EECS 573

EECS 573: Microarchitecture (Winter 2012)

Instructor: Todd Austin, EECS 2221, austin@umich.edu

Office Hours: Monday 9-10:30, Wednesday 3:30-5:00, or by appt.

Class Web Page: http://www.eecs.umich.edu/~taustin/eecs573.html (Visit often!)

Course Synopsis: Graduate level introduction to the foundations of efficient microprocessor designs. Problems involving instruction supply, data supply, and instruction processing. Compile-time vs. run-time tradeoffs. Aggressive branch prediction. Wide-issue processors, in-order vs. out-of-order execution, instruction retirement. Case studies are taken from current microprocessors.

Text: None, we will be reading papers available from the Web, they are listed below.

Course Schedule (tentative):

Week	Topic	Readings	Events
1	Introduction
2	Fetch Optimization I	Papers 1 & 2 (+ 1)	Receive project details
3	Fetch Optimization II, Scheduling I	Paper 3 & 4 (+ 2, 3)
4	Scheduling II	Papers 5 & 6 (+ 5)
5	Scheduling III	Papers 7 & 8 (+ 6)	Project proposals due
6	Circuit-Sensitive Design I	Papers 9 & 10
7	Circuit-Sensitive Design II	Papers 11 & 12
8	Spring Break		No class
9	Power-Sensitive Design I	Papers 13 & 14 (+ 7)
10	Power-Sensitive Design II	Papers 15 & 16 (+ 9, 10)
11	Power-Sensitive Design III	Papers 17 & 18 (+11)
12	Tools and Techniques	Papers 19, 20, 21 & 22
13	Exam Review, Exam		Exam April 3 (tentative)
14	Application Specific Architectures	Papers 23, 24 & 25
15	Project Presentations		Project reports due, presentations

Project: There will be one project beginning in week 2. Students may work individually or in pairs - of course, pairs will be expected to produce more results. Students will conduct a research project that extends a microprocessor simulation system I make available (SimpleScalar). Other projects are also possible with prior approval. Students will produce a research report and present their findings in the final week of class.
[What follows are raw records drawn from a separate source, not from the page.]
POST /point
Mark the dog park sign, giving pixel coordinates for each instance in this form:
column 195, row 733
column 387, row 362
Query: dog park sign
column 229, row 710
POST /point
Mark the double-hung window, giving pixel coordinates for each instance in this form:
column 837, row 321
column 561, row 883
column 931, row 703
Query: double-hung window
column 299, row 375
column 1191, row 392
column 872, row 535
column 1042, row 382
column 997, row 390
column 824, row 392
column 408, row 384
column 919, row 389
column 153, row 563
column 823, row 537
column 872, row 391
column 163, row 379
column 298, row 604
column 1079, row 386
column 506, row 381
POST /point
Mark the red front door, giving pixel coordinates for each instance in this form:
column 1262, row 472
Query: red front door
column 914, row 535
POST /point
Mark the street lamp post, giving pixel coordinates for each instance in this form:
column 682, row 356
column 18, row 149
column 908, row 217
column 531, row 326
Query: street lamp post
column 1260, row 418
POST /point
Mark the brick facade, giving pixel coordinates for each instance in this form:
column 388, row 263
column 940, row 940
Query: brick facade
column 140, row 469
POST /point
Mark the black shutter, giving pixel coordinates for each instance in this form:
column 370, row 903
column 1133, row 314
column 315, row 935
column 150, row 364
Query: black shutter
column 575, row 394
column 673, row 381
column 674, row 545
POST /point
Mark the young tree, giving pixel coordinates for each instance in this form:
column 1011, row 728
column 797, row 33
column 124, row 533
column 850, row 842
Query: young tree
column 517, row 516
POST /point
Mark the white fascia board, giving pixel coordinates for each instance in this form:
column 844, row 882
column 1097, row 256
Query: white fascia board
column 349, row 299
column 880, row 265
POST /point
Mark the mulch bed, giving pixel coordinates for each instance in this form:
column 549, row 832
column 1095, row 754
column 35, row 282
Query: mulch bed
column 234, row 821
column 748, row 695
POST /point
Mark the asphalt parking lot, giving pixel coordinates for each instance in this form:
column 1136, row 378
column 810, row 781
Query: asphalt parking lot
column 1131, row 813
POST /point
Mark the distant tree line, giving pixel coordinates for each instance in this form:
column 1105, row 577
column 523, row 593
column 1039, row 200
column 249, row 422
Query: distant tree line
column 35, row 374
More details will follow...

The SimpleScalar sources and class benchmarks are available here:

http://www.eecs.umich.edu/~taustin/eecs573_public/simplesim-3.0b.tar.gz
http://www.eecs.umich.edu/~taustin/eecs573_public/instruct-progs.tar.gz

Grading:

Class Participation: 15%
Class Presentation: 15%
Exam: 30%
Project: 40%

Reading List:

We will be reading the following papers. We will discuss them in the week specified in the table above, please have read the papers by the beginning of class.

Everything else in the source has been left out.